Ein großes Dankeschön an alle Teilnehmerinnen für den wertvollen Austausch – wir freuen uns schon auf das nächste Mal!

 

Construction Law Insights – Volume I, 12.6.2025

Wir blicken auf eine erfolgreiche erste Ausgabe unserer neuen Veranstaltungsreihe Construction Law Insights am 12. Juni 2025 zurück:

Unsere Expert:innen Johannes Edthaler, Christian Eidenberger und Laura Blumauer haben gemeinsam mit zahlreichen Expert:innen aus der Bau- und Immobilienbranche aktuelle Judikaturentwicklungen im Bauvertragsrecht diskutiert und praktische Tipps für den Berufsalltag geteilt.

Gemeinsam mit Ilija Filipovic und David Köpf von ARKFORM erhielten wir im ConventGarden – dem ehemaligen Kapuzinerkloster – spannende Einblicke hinter die Klostermauern.

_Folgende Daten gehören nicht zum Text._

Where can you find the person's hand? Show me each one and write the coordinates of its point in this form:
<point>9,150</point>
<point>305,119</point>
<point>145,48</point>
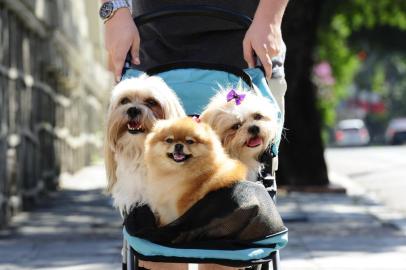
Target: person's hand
<point>263,39</point>
<point>121,36</point>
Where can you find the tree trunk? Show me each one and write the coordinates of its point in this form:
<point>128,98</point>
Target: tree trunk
<point>302,152</point>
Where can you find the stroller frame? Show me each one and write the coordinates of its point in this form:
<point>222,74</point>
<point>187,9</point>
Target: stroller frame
<point>130,259</point>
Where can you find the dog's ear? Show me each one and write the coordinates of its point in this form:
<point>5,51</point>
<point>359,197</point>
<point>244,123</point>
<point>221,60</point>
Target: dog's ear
<point>174,109</point>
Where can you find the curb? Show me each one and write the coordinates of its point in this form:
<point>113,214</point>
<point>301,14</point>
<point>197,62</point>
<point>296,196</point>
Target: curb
<point>371,203</point>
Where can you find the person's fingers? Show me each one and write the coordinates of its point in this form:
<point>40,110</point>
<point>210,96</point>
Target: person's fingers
<point>135,51</point>
<point>118,62</point>
<point>266,60</point>
<point>110,64</point>
<point>248,53</point>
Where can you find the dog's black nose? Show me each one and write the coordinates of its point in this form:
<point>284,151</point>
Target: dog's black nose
<point>254,130</point>
<point>178,147</point>
<point>133,112</point>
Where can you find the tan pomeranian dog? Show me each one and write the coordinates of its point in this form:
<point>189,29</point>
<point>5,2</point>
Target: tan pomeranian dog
<point>135,105</point>
<point>246,123</point>
<point>185,161</point>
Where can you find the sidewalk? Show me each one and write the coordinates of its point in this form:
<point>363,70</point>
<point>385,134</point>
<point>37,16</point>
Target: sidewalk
<point>77,229</point>
<point>74,229</point>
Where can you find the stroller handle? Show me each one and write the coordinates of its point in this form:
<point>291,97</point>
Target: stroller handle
<point>195,10</point>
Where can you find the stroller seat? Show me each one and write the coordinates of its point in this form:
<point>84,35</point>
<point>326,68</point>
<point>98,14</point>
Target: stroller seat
<point>260,251</point>
<point>246,231</point>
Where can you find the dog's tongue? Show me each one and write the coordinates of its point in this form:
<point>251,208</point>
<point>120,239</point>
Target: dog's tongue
<point>253,142</point>
<point>178,156</point>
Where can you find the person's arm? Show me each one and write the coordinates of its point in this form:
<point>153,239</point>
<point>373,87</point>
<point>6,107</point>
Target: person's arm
<point>264,36</point>
<point>121,36</point>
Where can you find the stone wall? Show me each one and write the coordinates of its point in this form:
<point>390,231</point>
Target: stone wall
<point>53,89</point>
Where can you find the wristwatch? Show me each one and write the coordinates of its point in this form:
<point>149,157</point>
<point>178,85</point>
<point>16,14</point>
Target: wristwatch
<point>108,8</point>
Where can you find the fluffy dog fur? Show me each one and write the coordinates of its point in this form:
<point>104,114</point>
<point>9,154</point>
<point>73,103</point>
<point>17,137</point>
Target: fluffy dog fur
<point>245,130</point>
<point>136,104</point>
<point>185,161</point>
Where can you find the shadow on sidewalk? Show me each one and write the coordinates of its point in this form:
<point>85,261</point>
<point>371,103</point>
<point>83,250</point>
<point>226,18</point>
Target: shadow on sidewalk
<point>337,230</point>
<point>69,228</point>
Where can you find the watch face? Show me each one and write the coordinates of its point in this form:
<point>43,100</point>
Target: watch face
<point>106,10</point>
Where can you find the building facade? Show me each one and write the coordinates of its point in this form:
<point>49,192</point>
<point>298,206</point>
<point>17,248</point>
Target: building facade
<point>53,89</point>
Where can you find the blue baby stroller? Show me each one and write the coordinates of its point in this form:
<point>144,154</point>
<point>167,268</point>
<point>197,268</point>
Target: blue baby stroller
<point>195,83</point>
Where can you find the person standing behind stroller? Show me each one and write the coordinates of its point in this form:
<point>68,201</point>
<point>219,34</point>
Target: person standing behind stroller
<point>262,39</point>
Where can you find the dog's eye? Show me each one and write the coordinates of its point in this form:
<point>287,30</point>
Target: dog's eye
<point>236,126</point>
<point>151,102</point>
<point>257,116</point>
<point>125,101</point>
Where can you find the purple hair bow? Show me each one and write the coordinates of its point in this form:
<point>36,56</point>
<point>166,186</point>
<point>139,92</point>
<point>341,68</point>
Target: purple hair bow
<point>233,95</point>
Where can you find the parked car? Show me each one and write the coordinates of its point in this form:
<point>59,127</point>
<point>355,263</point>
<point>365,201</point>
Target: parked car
<point>396,132</point>
<point>351,132</point>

Dabei wurde eindrucksvoll deutlich, mit welcher Sorgfalt und Expertise der denkmalgeschützte Bestand erhalten und im Zuge des Umbaus behutsam weiterentwickelt wurde.

Wir danken allen Gästen für die großartige Stimmung und die angeregten Gespräche. Wir freuen uns schon jetzt auf die nächste Ausgabe!